The only review of ‘Control’ that matters

Posted October 8th, 2007 by Eric Greenwood · 1 Comment

Simon Reynolds clearly understands Joy Division’s music, mystery, and cultural significance, as evidenced by his impressive review of Anton Corbijn’s biopic, Control, in yesterday’s New York Times. In fact, there are few other writers I’d want to read on the subject:

“Yet there’s one crucial factor mentioned in Touching From a Distance that ‘Control’ strangely ignores: Mr. Curtis’s romantic fascination with rock stars who died young. In the book Ms. Curtis writes that her husband told her he had ‘no intention of living beyond his early 20s.’ This apparent death wish suggests that amid the depression and confusion, there was an aesthetic component to his fatal decision. From his teenage infatuation with glam rock to the attention he paid to record design, Mr. Curtis appreciated the power of gesture. Because his suicide preceded the release of Closer, it determined the album’s immediate reception and its long-term resonance. (In “The Eternal”, the narrator watches a funeral procession — his own?) It could be that Mr. Curtis planned it that way.

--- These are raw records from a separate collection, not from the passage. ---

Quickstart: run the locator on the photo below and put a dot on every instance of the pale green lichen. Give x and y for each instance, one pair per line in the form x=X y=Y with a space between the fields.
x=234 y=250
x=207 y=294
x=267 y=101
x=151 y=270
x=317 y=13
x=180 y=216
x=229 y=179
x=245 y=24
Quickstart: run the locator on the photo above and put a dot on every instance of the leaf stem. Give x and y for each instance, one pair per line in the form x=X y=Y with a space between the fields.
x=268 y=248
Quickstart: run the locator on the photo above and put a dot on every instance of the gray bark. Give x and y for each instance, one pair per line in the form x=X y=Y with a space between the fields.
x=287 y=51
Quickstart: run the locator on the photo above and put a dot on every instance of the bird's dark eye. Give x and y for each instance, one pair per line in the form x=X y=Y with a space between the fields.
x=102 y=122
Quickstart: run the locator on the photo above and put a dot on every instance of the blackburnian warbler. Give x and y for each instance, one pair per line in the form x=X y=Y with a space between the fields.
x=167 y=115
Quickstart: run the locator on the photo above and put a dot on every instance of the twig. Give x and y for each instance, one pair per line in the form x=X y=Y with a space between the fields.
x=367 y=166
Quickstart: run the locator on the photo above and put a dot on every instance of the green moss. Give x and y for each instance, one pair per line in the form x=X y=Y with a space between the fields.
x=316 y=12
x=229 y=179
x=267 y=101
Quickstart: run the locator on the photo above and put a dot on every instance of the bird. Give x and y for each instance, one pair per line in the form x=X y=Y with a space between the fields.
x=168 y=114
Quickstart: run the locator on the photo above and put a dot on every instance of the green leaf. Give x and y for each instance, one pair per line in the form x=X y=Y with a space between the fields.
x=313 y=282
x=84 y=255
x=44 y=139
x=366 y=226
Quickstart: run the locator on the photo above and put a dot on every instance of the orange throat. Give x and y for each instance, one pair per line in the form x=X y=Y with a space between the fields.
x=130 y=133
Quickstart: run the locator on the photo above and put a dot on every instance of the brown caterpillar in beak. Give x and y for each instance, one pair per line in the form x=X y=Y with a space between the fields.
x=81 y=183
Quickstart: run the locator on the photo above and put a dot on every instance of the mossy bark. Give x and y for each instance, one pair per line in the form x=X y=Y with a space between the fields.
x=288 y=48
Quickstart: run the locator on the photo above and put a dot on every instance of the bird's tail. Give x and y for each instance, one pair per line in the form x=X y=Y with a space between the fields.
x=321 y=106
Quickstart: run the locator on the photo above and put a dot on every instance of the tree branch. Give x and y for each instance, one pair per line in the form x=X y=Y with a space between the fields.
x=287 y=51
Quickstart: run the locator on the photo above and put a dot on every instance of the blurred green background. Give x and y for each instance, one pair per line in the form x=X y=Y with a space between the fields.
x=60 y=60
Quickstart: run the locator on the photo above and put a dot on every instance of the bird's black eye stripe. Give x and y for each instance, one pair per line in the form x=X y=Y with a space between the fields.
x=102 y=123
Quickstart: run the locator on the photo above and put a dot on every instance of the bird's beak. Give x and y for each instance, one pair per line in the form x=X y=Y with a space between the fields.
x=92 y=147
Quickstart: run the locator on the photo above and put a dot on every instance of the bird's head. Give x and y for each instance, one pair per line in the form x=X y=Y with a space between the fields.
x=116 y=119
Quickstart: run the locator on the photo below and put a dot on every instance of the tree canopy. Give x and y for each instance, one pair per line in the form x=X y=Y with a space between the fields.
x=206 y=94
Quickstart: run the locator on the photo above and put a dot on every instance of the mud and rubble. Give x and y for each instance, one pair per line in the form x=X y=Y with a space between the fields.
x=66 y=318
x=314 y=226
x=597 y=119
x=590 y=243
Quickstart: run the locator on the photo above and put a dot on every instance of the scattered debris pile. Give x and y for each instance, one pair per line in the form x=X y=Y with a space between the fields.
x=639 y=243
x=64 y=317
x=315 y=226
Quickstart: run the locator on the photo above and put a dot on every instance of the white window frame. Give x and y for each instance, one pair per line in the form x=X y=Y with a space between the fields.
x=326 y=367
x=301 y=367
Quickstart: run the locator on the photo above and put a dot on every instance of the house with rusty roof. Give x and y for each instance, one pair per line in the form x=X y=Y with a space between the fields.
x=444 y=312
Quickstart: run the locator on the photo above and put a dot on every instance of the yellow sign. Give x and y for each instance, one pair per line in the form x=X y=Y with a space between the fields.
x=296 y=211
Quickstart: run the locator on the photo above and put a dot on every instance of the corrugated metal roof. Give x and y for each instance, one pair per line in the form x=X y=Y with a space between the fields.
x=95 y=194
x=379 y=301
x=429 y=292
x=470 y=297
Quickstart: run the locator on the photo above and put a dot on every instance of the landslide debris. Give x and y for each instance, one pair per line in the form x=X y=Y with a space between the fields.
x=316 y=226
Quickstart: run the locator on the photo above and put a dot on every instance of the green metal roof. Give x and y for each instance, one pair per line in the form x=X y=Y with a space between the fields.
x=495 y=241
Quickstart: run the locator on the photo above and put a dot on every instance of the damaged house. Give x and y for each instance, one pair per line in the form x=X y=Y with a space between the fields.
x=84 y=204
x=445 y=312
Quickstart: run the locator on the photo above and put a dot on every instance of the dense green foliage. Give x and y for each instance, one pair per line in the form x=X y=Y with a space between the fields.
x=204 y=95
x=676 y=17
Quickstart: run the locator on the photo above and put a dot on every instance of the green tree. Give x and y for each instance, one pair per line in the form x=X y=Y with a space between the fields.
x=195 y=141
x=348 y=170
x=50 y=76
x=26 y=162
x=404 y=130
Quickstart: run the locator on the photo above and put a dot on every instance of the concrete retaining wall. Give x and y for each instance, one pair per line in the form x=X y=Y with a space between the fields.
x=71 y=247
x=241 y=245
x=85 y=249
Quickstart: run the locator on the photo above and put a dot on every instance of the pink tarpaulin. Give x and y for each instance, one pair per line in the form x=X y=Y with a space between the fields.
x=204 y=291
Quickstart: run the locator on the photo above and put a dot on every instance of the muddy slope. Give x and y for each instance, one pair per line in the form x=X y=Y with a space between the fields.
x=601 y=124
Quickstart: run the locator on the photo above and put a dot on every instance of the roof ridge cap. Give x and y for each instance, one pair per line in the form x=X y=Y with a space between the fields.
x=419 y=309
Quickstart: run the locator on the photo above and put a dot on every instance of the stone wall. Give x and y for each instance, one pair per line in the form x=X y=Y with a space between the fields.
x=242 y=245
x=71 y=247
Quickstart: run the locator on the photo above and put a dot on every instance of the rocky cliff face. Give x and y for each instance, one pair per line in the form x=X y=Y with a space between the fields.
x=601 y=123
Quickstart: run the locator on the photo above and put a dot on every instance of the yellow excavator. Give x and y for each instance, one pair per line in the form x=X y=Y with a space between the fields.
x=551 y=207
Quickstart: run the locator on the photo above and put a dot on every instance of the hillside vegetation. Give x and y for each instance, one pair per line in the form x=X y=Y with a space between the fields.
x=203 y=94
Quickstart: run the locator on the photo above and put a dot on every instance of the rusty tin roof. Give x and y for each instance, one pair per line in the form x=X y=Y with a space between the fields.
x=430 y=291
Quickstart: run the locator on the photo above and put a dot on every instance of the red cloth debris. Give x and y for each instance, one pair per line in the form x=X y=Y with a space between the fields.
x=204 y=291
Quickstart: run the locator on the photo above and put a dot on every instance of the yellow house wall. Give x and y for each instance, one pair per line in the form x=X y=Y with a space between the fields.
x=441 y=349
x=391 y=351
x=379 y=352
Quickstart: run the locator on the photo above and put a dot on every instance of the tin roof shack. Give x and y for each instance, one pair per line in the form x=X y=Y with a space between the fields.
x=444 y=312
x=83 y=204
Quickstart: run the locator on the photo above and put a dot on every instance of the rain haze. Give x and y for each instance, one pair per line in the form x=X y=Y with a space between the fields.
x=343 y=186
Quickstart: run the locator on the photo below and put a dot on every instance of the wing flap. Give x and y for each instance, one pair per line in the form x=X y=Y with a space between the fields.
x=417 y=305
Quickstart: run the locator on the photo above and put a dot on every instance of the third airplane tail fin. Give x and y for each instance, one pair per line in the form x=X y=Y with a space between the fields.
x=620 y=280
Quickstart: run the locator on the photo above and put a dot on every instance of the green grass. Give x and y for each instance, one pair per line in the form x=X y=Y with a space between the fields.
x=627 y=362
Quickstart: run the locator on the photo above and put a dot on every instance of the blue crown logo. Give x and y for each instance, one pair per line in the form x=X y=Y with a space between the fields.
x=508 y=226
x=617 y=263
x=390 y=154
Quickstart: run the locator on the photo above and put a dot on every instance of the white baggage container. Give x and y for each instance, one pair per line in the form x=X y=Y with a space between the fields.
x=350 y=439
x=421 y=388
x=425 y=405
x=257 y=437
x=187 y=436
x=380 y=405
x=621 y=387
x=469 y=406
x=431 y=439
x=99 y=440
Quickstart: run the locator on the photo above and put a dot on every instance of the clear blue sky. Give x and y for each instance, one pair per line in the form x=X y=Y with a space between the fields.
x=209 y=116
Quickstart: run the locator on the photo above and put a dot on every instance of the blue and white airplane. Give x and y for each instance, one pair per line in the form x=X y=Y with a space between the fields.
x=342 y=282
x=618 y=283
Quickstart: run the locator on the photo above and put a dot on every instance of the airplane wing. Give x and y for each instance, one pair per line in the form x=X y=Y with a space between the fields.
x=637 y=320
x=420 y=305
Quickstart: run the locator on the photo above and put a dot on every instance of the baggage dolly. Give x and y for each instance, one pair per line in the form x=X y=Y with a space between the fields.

He played a major role in choosing the album’s cover, a photograph of a sculpture tableau in a cemetery of the dead Christ surrounded by mourners.”

Tags: commentary · movie

1 response so far ↓

  • 1 Logan Young // Oct 9, 2007 at 7:41 pm

    reynolds is always brilliant with the pen. “rip it and start again” was infinitely more incisive and thorough than anything a legs mcneil type could’ve done. maybe it’s the distance factor – both literal and figurative – but the melody maker set has always been more acute at judging and commenting on the various scenes over here than our own native sons…with a few exceptions.